23 Şubat 2010 Salı

Sana seviyorum ne ya?!

Garip bir şeyler var...
Sanki içimdeki küçük kız çocuğu hayata döndü.Bana fısıldıyor..."İşte!"diyor.Gülümsemem yüzüme yayılıyor. Sanki saatler önce delicesine hıçkırarak ağlamamışım gibi. Aylardır ilk kez gözyaşı döktüm bugün. Aslında cuma günü o kadar yakındım ki ağlamaya...
Olağanüstü bir güç gösterisiyle alıkoydum kendimi ağlamaktan.İçime akıttım gözyaşlarımı. "Hayır bu sefer değil."diyerek.
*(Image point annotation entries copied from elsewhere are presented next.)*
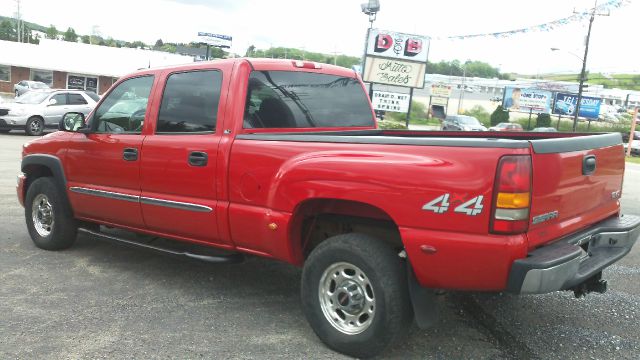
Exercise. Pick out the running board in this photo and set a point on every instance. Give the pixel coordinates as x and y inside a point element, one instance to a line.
<point>232,258</point>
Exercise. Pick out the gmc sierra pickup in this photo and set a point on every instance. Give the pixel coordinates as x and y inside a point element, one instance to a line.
<point>283,159</point>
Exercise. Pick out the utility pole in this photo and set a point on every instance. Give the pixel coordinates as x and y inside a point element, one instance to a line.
<point>584,65</point>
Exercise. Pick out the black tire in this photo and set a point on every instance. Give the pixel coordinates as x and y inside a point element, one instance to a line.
<point>383,270</point>
<point>57,231</point>
<point>35,126</point>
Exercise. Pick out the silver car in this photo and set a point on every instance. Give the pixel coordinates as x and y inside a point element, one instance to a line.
<point>28,85</point>
<point>36,110</point>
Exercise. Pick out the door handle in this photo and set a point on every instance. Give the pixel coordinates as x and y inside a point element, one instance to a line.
<point>130,154</point>
<point>198,158</point>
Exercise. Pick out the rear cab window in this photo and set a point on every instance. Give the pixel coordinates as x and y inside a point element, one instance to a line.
<point>290,99</point>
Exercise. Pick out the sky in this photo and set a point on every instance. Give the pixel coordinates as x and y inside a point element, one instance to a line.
<point>339,26</point>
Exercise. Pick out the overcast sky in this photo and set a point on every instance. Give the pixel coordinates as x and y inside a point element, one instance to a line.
<point>339,26</point>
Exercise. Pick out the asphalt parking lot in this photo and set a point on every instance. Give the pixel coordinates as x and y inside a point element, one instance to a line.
<point>98,300</point>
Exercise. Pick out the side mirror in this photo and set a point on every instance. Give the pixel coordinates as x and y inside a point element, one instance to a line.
<point>71,121</point>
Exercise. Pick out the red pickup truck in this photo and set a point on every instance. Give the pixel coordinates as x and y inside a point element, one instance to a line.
<point>283,159</point>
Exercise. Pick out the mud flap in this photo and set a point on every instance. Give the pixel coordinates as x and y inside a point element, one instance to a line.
<point>425,305</point>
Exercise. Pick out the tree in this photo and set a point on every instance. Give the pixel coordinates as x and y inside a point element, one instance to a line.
<point>543,120</point>
<point>8,31</point>
<point>499,115</point>
<point>52,33</point>
<point>70,35</point>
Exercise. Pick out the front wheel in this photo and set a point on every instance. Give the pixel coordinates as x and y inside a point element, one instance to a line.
<point>355,296</point>
<point>35,126</point>
<point>48,215</point>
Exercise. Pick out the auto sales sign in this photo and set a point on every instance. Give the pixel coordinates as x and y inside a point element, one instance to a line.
<point>398,46</point>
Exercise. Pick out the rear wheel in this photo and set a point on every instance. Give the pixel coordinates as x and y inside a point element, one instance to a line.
<point>48,215</point>
<point>35,126</point>
<point>355,296</point>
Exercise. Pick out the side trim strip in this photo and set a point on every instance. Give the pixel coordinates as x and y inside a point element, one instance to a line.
<point>175,204</point>
<point>105,194</point>
<point>142,199</point>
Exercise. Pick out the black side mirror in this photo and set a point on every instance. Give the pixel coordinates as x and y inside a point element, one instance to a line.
<point>71,121</point>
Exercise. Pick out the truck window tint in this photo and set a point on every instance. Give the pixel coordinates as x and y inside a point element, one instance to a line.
<point>190,102</point>
<point>124,108</point>
<point>287,99</point>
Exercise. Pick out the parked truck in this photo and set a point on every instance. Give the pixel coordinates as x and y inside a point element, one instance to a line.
<point>283,159</point>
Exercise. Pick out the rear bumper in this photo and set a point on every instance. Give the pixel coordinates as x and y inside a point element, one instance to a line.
<point>573,260</point>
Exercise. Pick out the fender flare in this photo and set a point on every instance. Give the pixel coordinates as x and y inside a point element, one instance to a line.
<point>52,163</point>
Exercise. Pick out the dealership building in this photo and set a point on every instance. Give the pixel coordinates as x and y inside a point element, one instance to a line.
<point>68,65</point>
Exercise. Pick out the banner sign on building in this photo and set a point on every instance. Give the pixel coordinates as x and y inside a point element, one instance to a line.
<point>441,90</point>
<point>217,40</point>
<point>565,104</point>
<point>394,45</point>
<point>394,72</point>
<point>388,101</point>
<point>525,100</point>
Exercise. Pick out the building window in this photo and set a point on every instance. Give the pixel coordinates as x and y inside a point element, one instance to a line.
<point>82,82</point>
<point>45,76</point>
<point>5,73</point>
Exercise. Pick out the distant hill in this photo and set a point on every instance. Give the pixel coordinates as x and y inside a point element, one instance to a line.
<point>32,26</point>
<point>609,81</point>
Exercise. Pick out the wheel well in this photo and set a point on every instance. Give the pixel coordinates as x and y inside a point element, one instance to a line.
<point>34,172</point>
<point>319,219</point>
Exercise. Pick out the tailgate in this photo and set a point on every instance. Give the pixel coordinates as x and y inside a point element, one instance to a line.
<point>577,182</point>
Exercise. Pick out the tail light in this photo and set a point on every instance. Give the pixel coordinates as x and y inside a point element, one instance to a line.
<point>512,195</point>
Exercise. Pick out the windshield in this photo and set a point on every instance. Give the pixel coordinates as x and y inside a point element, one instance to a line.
<point>32,98</point>
<point>469,121</point>
<point>287,99</point>
<point>39,86</point>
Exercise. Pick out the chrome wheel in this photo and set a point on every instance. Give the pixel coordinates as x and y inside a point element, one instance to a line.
<point>42,215</point>
<point>346,298</point>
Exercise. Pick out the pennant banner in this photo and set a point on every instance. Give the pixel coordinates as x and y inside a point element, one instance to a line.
<point>577,17</point>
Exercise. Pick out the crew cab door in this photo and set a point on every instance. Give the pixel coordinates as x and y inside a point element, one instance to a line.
<point>179,161</point>
<point>103,166</point>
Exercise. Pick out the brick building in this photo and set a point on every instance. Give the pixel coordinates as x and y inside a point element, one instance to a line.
<point>66,65</point>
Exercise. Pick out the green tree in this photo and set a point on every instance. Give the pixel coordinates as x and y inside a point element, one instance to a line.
<point>52,33</point>
<point>543,120</point>
<point>70,35</point>
<point>8,31</point>
<point>499,115</point>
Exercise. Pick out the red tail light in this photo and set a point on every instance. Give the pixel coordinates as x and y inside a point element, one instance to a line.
<point>512,195</point>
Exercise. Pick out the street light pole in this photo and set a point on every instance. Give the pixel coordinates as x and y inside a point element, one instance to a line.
<point>584,68</point>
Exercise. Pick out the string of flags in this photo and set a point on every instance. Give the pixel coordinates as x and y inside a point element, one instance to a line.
<point>577,17</point>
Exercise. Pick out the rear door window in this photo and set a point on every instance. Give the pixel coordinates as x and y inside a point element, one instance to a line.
<point>288,99</point>
<point>190,103</point>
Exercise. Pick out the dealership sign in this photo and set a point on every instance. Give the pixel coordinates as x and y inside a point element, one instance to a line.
<point>394,72</point>
<point>393,45</point>
<point>565,104</point>
<point>222,41</point>
<point>388,101</point>
<point>535,100</point>
<point>441,90</point>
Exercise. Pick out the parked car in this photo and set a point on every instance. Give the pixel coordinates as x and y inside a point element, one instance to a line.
<point>462,123</point>
<point>506,127</point>
<point>28,85</point>
<point>271,158</point>
<point>39,109</point>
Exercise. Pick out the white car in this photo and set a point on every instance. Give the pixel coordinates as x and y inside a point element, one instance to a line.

Nedense ne zaman kendimi kaybetsem o yanımda oluyor. Biraz şapşal ve gerzek. Ama ihtiyacım olduğu zaman nasıl biliyor emin değilim ama gelip sarılıyor. Tamam bu tuhaf. Hem de biraz sapıkça. Nedensiz yere gelip sarılıyor. Etrafta bir dedikodudur gidiyor. İki binada da sevgili olduğumuz konuşuluyor. Hayırlarım kabul görmüyor yeni hikayeler uyduruluyor. Bugün yaptıkları da az değildi. Hayır insan ediyorsa da adam gibi çıkma teklif eder. Hoş tekliflerden hoşlanmam samimi bulmam. Sana seviyorum ne allah aşkına?
Şaka mı yapıyorsun bakışımı attım ilk başta. Ardından "hocam arkanızı döner misiniz"dedim. Ki beni gayet iyi tanıdığından "bana seven" arkadaş devam ettirdi cümlemi. "El hareketi çekecek hocam dönmeyin."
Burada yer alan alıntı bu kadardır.